Problems with catheter during the night

Discussion in 'I care for a person with dementia' started by Siv, Nov 1, 2015.

  1. Siv

    Siv Registered User

    Nov 1, 2015
    3
    Hi, I'm reaching out to hear from anybody that has experienced problems during the night with a relative that has a permanent catheter. My father has been diagnosed with Althzhiemers recently, he is constantly getting UTI's and is in and out of hospital. During the evening his mood changes and he becomes very troubled and anxious - his focus is on the catheter and he's up wandering around; most night my Mom (83, who cares for him) gets up to urine in the bed and all over the house where he has messed with the tap. He no longer has a night bag as it's dangerous, forgetting it's attached to him, so he has a day bag attached to his leg.He's constantly irritated and confused by the bag, he's cut it off, ripped it out and many nights calls out ambulances. Has anybody experienced similar and if so have you found any better solutions to either get this out of his mind or a better device?

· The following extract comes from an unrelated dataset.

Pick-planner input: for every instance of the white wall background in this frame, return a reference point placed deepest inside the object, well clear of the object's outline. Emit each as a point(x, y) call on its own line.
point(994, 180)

The Althzhiemers is something we are able to cope with, but the catheter is all consuming for him and my Mom can't cope.

    Thanks
     
  2. Beate

    Beate Registered User

    May 21, 2014
    11,499
    Female
    London
    From what I have heard, catheters and Alzheimer's really don't mix too well. If you don't understand what that thing is that is attached to you, of course you will try to get rid of it. In your Dad's case, sundowning seems to make the situation worse. Catheters also increase the risk of infections so have you thought about getting him a maintenance dose of antibiotics prescribed instead to prevent further UTIs? That's the way we are heading at the moment.
     
  3. Witzend

    Witzend Registered User

    Aug 29, 2007
    4,282
    SW London
    Some people who have trouble with relative constantly removing incontinence pads, find that special pyjama suits that zip up down the back are effective. Maybe something similar might help.
    It's a sad fact that catheters and dementia are a very difficult mix, though. My FIL had to have one and was constantly pulling it out. He simply could not remember what 'this darn thing!' was there for.
     
  4. Bessieb

    Bessieb Registered User

    Jun 2, 2014
    108
    My father has AD and a catheter. He's had it since June and for the first 6 weeks it was a nightmare. He couldn't understand what it was at all and kept pulling it. On one occasion he was successful at pulling it out and did himself quite a lot of damage.
    He moved to a CH in July (with my Mother) and the catheter was a major contributory factor in making this decision. The carers at home - even going in 4 times a day - couldn't cope with it with him. He can't have a night bag as he gets even more confused with this.
    After the first 6 weeks he did get used to the catheter to the point that he doesn't pull it as much anymore. He does still try and empty it - wets the floor, his shoe etc etc. The CH staff are really good at making sure it's nothing too major and he doesn't damage himself. And he still doesn't know what it is or what it's for...says there is something wrong with his leg (as this is where the bag is attached).

    So the only thing I can say is that it might settle down with your Dad as he gets used to it and he might not pull it / fiddle with it so much. But catheters and AD are a real challenge.

    I have also been told that supra-pubic catheters (where they are in the stomach) are more successful with AD patients but do require an operation to insert.
     
  5. Chuggalug

    Chuggalug Registered User

    Mar 24, 2014
    8,007
    Norfolk
    I do like Beate's suggestion. When my husband first went into hospital, they decided he was having urine retention problems. Well, he wasn't before he went in! Anyway, he was put on a catheter and kept pulling it out at the hospital and at the care home, later on and had to keep going back into hospital to have the catheter replaced when he had moved into the home.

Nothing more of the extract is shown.